The John Hancock Tower seen from the Prudential Tower, on the left is Copley Square (and Trinity Church), to the upper left is the Boston Common, on the right is the Massachusetts Turnpike (I-90) and to the top right is Logan International Airport.

According to Robert Campbell, it was discovered that—despite the mass damper—the building could have fallen over under a certain kind of wind loading. It was assessed as more unstable on its narrow sides than on the big flat sides. Some 1,500 tons of diagonal steel bracing, costing $5 million, were added to prevent such an event.

An observation deck with spectacular views of Boston was a popular attraction. It was closed after the September 11, 2001, terrorist attacks. As of fall 2009, the observation deck remains closed (as is that of the Transamerica Pyramid in San Francisco). Because of the closure of the John Hancock Tower's observation deck, the highest observation deck open to the public in Boston is in the Prudential Tower.

The building's owners cite security as the reason for the continued closure. They have rented the deck for private functions and have expressed intent to replace it with more office space. Boston city officials contend that security concerns are moot, since most similar attractions have long since reopened.

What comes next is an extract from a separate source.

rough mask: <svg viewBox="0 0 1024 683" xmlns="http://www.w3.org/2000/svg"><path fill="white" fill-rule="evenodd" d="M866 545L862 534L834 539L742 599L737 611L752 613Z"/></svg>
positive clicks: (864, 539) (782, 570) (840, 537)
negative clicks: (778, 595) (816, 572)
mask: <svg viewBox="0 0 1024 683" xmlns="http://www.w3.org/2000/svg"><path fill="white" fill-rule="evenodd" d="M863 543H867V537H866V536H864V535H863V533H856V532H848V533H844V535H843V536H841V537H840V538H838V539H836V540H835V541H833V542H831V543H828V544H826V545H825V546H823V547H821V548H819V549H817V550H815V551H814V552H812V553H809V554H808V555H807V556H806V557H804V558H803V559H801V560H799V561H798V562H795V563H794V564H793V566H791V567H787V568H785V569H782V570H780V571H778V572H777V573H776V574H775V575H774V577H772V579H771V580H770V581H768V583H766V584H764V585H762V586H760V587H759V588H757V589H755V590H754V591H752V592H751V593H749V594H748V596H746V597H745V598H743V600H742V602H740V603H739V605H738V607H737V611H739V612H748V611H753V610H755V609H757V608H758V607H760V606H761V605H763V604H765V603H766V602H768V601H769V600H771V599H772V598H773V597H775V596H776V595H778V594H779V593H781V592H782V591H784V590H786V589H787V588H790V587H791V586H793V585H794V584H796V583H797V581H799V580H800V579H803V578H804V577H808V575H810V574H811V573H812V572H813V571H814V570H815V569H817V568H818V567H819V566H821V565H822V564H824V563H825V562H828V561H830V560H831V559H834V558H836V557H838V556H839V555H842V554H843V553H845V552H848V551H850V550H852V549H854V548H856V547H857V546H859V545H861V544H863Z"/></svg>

In addition, they note that a public observation deck was a requirement for the original building permits to gain public benefit from the high tower. However, they have not been able to locate the documentation of this requirement.

In 2006, Broadway Partners acquired Hancock Place for $1.3 billion. By 2009, they had defaulted on the loans they used to buy the building, and it fell into foreclosure. On March 30, 2009, Hancock Place was sold at auction for $660 million ($20 million was new equity and the $640 million of in-place debt was assumed by the buyer) to a consortium of 'Normandy Real Estate Partners' and 'Five Mile Capital Partners.'

The companies had been slowly increasing their investment over the previous months. In October 2010, Boston Properties acquired the John Hancock Tower for $930 million.